Yes, by their logic, every disease was the same disease until technology advanced enough to prove otherwise. They're doing philosophy, not science.
 
Apparently there is new version of the document (updated in the last month):

Update: Nov 13th

We wrote this post based on a version of the guide that appeared recently and had been updated on July 31, 2017. That version lists Peter White as among three peer-reviewers. As commenters pointed out soon after the post went up, however, Peter White’s name is no longer on the peer-review list in the currently posted version of the guide, which indicates that it was updated this month. We are trying to determine when and why this change occurred.

--

It would be interesting to see what other changes have been made if anyone can get their hands on a copy.
https://www.docdroid.net/O4MrZ7P/freescience.pdf
 
Under Evidence Scores in the new version this has been removed:

Graded exercise therapy and overall improvement: there is poor-quality evidence that graded exercise therapy results in greater overall improvement in symptoms and functioning.[282] [208]

Evidence level C: Poor quality observational (cohort) studies or methodologically flawed randomized controlled trials (RCTs) of <200 participants.

More info from BMJ Clinical Evidence
 
and the reference to this study has also been removed:

282. Moss-Morris R, Sharon C, Tobin R, et al. A randomized controlled graded exercise trial for chronic fatigue syndrome:
outcomes and mechanisms of change. J Health Psychol. 2005;10:245-259. Abstract
 
Under Evidence Scores in the new version this has been removed:

Graded exercise therapy and overall improvement: there is poor-quality evidence that graded exercise therapy results in greater overall improvement in symptoms and functioning.[282] [208]

Evidence level C: Poor quality observational (cohort) studies or methodologically flawed randomized controlled trials (RCTs) of <200 participants.

More info from BMJ Clinical Evidence

Weird. Thanks for noting this stuff.
 
Not read through comments on this post yet. I am just skim reading the guide now, managed to get a copy, and will try to read properly. I have to say on reading so far I still have many concerns. Yes, the guide does point out there is research coming out that shows metabolic dysfunction and graded exercise can make many worse, which on the surface seems progress. Yet the treatment recommendations are still focused on rehabilitation and CBT. Also the document rightly says Oxford and NICE criteria should not be used but still wrongly recommends Fukuda as a valid criteria. It also criticises ICC criteria.

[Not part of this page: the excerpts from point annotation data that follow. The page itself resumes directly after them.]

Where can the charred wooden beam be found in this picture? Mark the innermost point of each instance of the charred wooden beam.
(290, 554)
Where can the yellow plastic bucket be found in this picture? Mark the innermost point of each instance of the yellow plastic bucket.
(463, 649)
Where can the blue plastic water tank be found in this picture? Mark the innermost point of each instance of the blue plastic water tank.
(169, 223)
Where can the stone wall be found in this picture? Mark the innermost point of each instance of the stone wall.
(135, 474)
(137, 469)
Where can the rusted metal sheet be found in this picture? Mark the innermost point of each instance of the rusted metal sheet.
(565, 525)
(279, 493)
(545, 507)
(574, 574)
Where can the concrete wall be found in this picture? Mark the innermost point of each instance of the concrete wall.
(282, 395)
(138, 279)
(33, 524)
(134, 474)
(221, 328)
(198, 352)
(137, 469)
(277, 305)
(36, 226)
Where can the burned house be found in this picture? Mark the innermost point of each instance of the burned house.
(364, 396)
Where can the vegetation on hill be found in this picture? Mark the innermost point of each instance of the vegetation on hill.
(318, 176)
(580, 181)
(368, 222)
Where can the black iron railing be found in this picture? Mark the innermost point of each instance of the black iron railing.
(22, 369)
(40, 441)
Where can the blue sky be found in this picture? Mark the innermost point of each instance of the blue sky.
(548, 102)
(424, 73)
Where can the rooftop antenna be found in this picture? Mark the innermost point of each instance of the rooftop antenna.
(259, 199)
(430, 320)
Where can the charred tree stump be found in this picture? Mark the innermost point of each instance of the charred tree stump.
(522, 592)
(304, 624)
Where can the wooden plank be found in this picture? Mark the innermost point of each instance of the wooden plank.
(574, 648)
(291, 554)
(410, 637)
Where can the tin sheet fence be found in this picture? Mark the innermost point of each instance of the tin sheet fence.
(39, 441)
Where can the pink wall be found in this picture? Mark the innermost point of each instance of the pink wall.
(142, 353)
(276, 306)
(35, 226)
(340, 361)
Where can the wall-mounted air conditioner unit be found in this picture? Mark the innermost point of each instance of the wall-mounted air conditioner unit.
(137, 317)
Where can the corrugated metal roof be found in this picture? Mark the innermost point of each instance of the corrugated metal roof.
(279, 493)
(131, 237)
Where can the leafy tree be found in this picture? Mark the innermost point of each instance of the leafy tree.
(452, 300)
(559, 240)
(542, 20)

Also says the CFS definitions require PEM. Yet fails (purposely?) to point out that PEM is not essential under the Fukuda CFS defintion for a CFS diagnosis. Are they still wanting to include studies using Fukuda which we know uses mixed patient cohorts making the results dubious. A lot of the assertions use studies using Oxford and Fukuda criteria as evidence for them, even cites PACE as a reference for a claim.

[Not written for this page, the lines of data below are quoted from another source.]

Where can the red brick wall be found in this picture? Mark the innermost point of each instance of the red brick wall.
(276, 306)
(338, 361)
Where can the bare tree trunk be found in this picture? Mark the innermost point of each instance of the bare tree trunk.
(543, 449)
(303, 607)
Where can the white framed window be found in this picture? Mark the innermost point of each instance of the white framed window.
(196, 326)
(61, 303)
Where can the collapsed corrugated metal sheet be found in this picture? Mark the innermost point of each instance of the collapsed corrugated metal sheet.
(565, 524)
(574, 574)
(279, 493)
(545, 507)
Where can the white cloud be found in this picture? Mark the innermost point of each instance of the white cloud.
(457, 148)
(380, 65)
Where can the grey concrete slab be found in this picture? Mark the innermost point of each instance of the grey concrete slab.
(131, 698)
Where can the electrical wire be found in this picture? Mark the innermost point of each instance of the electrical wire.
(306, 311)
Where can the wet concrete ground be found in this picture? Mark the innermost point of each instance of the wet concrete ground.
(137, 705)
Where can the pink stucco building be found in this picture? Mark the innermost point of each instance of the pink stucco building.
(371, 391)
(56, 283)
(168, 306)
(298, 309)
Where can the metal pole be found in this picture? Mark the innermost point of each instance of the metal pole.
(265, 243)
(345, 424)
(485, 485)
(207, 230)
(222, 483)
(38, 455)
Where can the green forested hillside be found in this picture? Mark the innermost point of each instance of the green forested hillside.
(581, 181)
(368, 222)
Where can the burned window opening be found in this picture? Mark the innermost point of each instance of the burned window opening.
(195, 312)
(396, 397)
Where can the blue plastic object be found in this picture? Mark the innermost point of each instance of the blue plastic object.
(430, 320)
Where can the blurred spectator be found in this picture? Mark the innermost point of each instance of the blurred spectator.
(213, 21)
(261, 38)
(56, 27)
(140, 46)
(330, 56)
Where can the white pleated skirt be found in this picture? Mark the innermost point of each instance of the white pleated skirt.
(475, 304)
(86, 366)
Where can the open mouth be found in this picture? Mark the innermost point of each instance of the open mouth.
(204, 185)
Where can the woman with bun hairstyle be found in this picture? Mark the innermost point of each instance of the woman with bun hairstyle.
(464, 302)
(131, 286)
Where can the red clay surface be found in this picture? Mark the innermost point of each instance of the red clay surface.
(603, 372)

To me, the BPS lot have their finger prints all over the document and I am not surprised until this month Peter White was listed as one of the peer reviewers. It's a mish mash of a guide in my opinion.
 
To me, the BPS lot have their finger prints all over the document and I am not surprised until this month Peter White was listed as one of the peer reviewers. It's a mish mash of a guide in my opinion.

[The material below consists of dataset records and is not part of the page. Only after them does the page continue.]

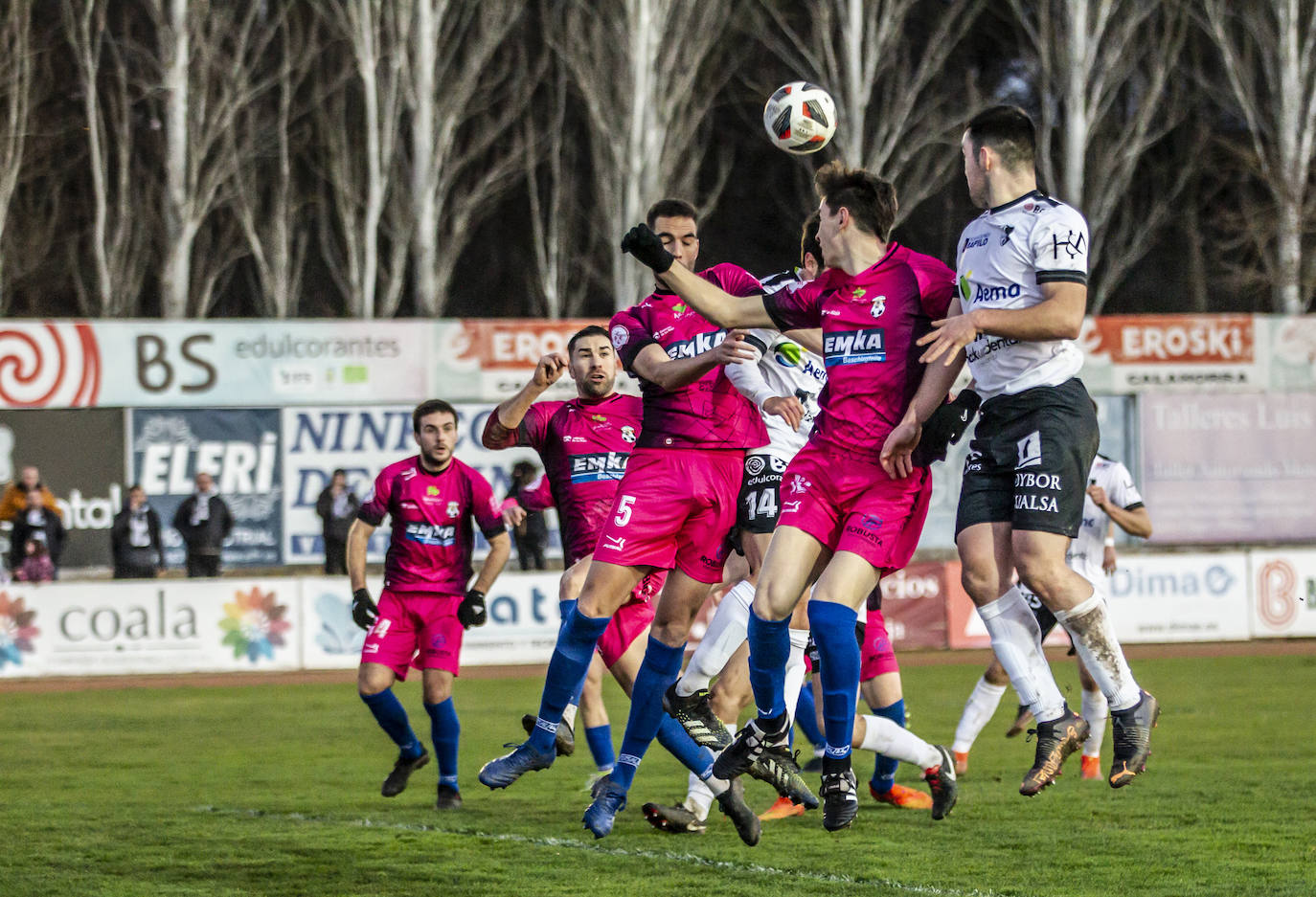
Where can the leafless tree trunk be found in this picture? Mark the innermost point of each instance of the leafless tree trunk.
(900, 113)
(210, 73)
(1269, 55)
(123, 208)
(468, 87)
(644, 70)
(361, 125)
(16, 65)
(553, 175)
(1108, 79)
(267, 201)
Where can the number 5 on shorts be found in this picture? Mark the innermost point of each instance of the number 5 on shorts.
(624, 510)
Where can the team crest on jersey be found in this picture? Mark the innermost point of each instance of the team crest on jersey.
(854, 347)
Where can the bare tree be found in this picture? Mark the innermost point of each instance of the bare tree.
(120, 241)
(210, 59)
(267, 200)
(468, 85)
(1269, 73)
(359, 125)
(16, 65)
(555, 161)
(1109, 90)
(899, 104)
(647, 74)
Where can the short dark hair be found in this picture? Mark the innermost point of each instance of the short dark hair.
(430, 407)
(809, 243)
(870, 199)
(670, 210)
(592, 330)
(1009, 130)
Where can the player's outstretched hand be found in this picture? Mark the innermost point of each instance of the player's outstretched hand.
(365, 612)
(647, 247)
(549, 370)
(734, 348)
(471, 612)
(947, 337)
(897, 450)
(788, 408)
(945, 426)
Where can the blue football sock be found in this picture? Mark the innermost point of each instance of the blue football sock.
(601, 746)
(683, 748)
(446, 731)
(885, 770)
(391, 717)
(806, 716)
(769, 650)
(572, 655)
(833, 632)
(658, 670)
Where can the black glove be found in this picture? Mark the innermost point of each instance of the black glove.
(363, 611)
(647, 247)
(471, 612)
(945, 428)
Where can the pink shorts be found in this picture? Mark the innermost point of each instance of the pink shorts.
(674, 508)
(851, 505)
(876, 655)
(415, 629)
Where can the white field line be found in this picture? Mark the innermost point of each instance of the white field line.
(548, 841)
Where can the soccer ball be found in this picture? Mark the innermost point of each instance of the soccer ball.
(801, 117)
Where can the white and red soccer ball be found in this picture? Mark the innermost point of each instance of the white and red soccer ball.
(801, 117)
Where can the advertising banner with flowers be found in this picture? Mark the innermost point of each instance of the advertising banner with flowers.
(147, 626)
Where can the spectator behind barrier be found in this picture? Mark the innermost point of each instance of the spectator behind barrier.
(204, 521)
(14, 499)
(35, 524)
(134, 538)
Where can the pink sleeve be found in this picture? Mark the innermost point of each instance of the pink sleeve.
(936, 285)
(629, 336)
(375, 506)
(485, 508)
(535, 495)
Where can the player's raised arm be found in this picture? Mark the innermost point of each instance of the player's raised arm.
(500, 426)
(715, 304)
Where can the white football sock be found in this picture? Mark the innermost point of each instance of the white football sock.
(978, 711)
(1095, 711)
(725, 633)
(1098, 647)
(795, 670)
(1017, 643)
(699, 797)
(889, 738)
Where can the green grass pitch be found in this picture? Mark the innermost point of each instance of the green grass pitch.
(274, 790)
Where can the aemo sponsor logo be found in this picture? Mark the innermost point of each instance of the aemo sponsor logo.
(855, 347)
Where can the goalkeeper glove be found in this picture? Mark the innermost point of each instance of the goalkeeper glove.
(945, 426)
(647, 247)
(363, 611)
(471, 612)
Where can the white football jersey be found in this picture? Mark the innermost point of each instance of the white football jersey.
(783, 369)
(1005, 257)
(1087, 551)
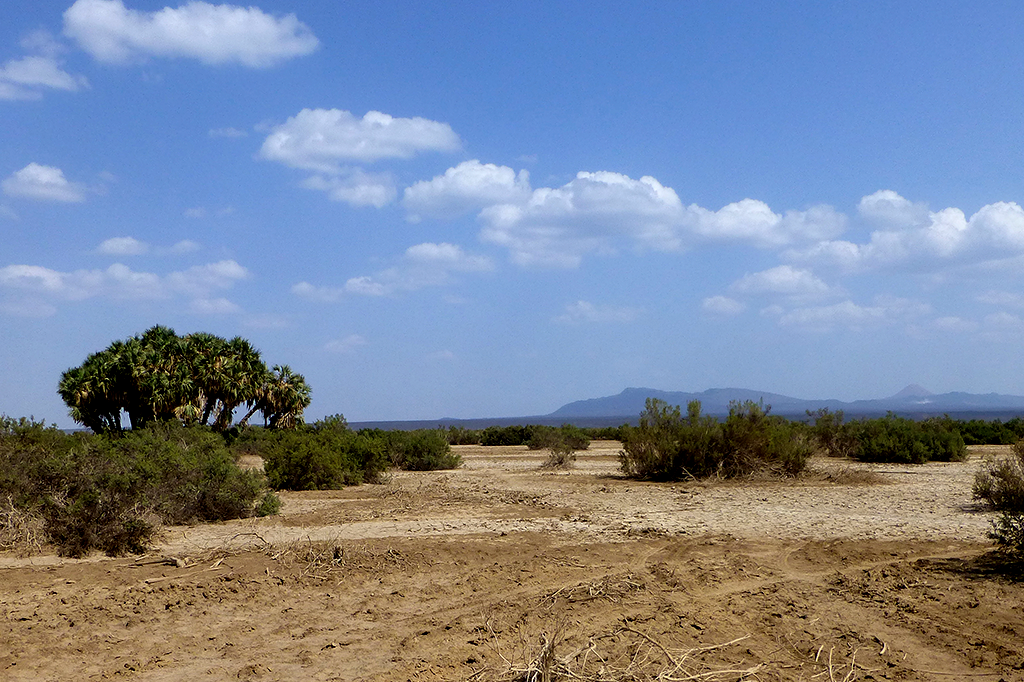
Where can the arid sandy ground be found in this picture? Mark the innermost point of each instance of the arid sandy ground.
(465, 574)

I've only skimmed through, but that was the impression I got too. A positive step from the utterly terrible positions the BMJ was promoting previously, but not a clean break from the past, and it certainly felt like White had his own 'suggestions' on the text. So long as the field remains so a mess, it seems premature to have any advice on 'treatment'.

Personally, I don't take firm positions on the criteria stuff at the moment. That also seems a mess.